The counter-productiveness of self-preservation

July 27, 2011

I need a job.  Well, I need an income, but I don’t have a trust fund or a wealthy spouse, so I guess I need a job. The more I work, the worse I feel, so I’m looking for ways to cut back my hours.  In the meantime, I have a basic 9-5.

I also need doctors.  Like it or not, I need them.  This week, I need them to help me find a new long-term treatment.  This is not a pleasant prospect.

So on top of having a lousy appointment to discuss long-term treatments which will no doubt have horrible side affects, I also have to wake up an hour early for the appointment, which will make me feel horrible all day, and then I have to work an hour late to make up for coming in late due to the appointment.  It’s going to be one long-ass day.

And that’s what happens when I try to take care of myself by balancing a job and my health.  Yikes.

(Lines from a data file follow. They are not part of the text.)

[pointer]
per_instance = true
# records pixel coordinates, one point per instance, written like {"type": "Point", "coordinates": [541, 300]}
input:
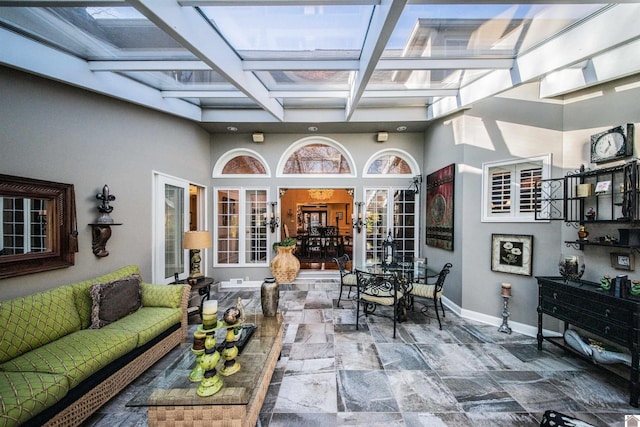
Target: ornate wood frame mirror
{"type": "Point", "coordinates": [38, 228]}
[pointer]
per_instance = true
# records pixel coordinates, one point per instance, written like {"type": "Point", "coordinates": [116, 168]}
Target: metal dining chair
{"type": "Point", "coordinates": [432, 291]}
{"type": "Point", "coordinates": [379, 289]}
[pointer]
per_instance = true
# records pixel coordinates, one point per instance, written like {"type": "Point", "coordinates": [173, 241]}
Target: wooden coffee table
{"type": "Point", "coordinates": [172, 399]}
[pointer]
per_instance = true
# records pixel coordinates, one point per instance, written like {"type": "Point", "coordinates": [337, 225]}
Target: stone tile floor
{"type": "Point", "coordinates": [467, 374]}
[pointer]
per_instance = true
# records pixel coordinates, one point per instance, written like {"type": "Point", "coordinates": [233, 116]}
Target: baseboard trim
{"type": "Point", "coordinates": [521, 328]}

Medications vs. Symptoms: Can there be a winner?

July 26, 2011

I’ve noticed that so-called “healthy” people often think of medications as cure-alls.  Have an ear infection?  Take some antibiotics and viola!  All better!  Gee, that was so easy.  But venture beyond your basic, easily-diagnosed, known-cure issues, and it gets more complicated.  Constantly queasy?  Take this and you’ll just be constipated instead.  Trouble breathing?  Just use an inhaler.  Oh, but watch out for the jitters.  Auto-immune issues?  Would you prefer the drug that will make you permanently infertile, or should we just skip that and go right to chemo?  Oh yeah, these are real fun decisions to make.

The thing is, in the big battle between the side effects of meds and the symptoms of illness, there’s no winner.  When the symptoms are worse than the side effects, it’s time to take the meds, but that doesn’t make it fun and it certainly doesn’t make it easy.  Every day (or week or whatever) you choose to take a pill or get a shot or otherwise receive something that you know will make you feel horrible.  But hey, it’s not as bad as what it’s preventing, so that makes it ok, right?  Well, maybe not.  At the moment, we work with the options we’ve got.    Still, that doesn’t mean I like the options.